Creating wealth in cryptocurrencies has been the ideal goal of every investor. Ethereum has been a great contributor to the industry’s development. However, the project is powered by an old-generation blockchain associated with high gas fees and limited scalability. The new revolution is headed by an upcoming BTC hard fork called Bitcoin Spark.
Is Ethereum a good investment?
Ethereum pioneered smart contracts and the deployment of decentralized applications that have played a pivotal role in scaling the entire DeFi ecosystem. The project’s revolutionary approach lies in its adaptable blockchain and a slightly upgraded consensus mechanism. Ethereum’s establishment opened cryptography and blockchain technology to more industries through smart contracts. Additionally, smart contracts have allowed the elimination of third parties in virtual transactions, making them faster and cheaper.
Bitcoin Spark vs Ethereum
Bitcoin Spark and Ethereum compare and contrast in several aspects. They house ecosystems powered by independent blockchains and have individual utility tokens.

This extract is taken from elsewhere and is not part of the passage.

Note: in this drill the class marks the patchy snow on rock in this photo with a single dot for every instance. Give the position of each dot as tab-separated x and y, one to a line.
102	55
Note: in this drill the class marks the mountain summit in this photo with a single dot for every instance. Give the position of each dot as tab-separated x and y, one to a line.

Bitcoin Spark’s utility token is called BTCS and is powered by the Ethereum mainnet to support the ongoing ICO event. After the ICO comes to an end, the KYC-approved developers will officially release Bitcoin Spark mainnet, allowing ICO participants to mint their tokens on the respective blockchain. Bitcoin Spark’s BTCS is available for sale in the running ICO phase ten at $3.75 per token.
Bitcoin Spark is unveiling an advanced smart contract layer that challenges that of Ethereum. The smart contract is divided into four layers, each performing specific functions to complement the ultimate goal of the smart contract layer, which is to make the network more scalable.
Ethereum smart contract technology allows the deployment of smart contracts, predominantly using Solidity. On the other hand, Bitcoin Spark serves as a gateway for innovation and technological advancement by allowing programmers and developers to use multiple programming languages, including Vyper and Solidity, alongside other high and low-level languages.
Ethereum uses proof of stake to run the network’s activities. On the other hand, Bitcoin Spark is launching a new, more secure, adaptable, and more convenient consensus mechanism called proof of process (PoP). The proof of process consensus mechanism is a hybrid consensus that combines Ethereum’s adaptive proof of stake and Bitcoin’s upgraded mining consensus, commonly referred to as proof of work.
The mining concept will dominate most of the network’s validation activities, allowing miners to capitalize on decentralized mining to earn more BTCS. Unlike Bitcoin, Bitcoin Spark has delegated most of its digital assets to the existing mining pools that will be used as reward sources for network validators. The miners will be rewarded in BTCS directly from the mining pools, a process that will take place in the rewards layer of the Bitcoin Spark smart contract.
Unlike Ethereum, which has been charging users massive transaction speeds, Bitcoin Spark aims to become a gasless network that Ethereum users will find more conducive for Web3 activities. The mining pools will be replenished by BTCS being earned through revenue-generating sources. Ethereum lacks income-generating streams and relies on miners for network validation.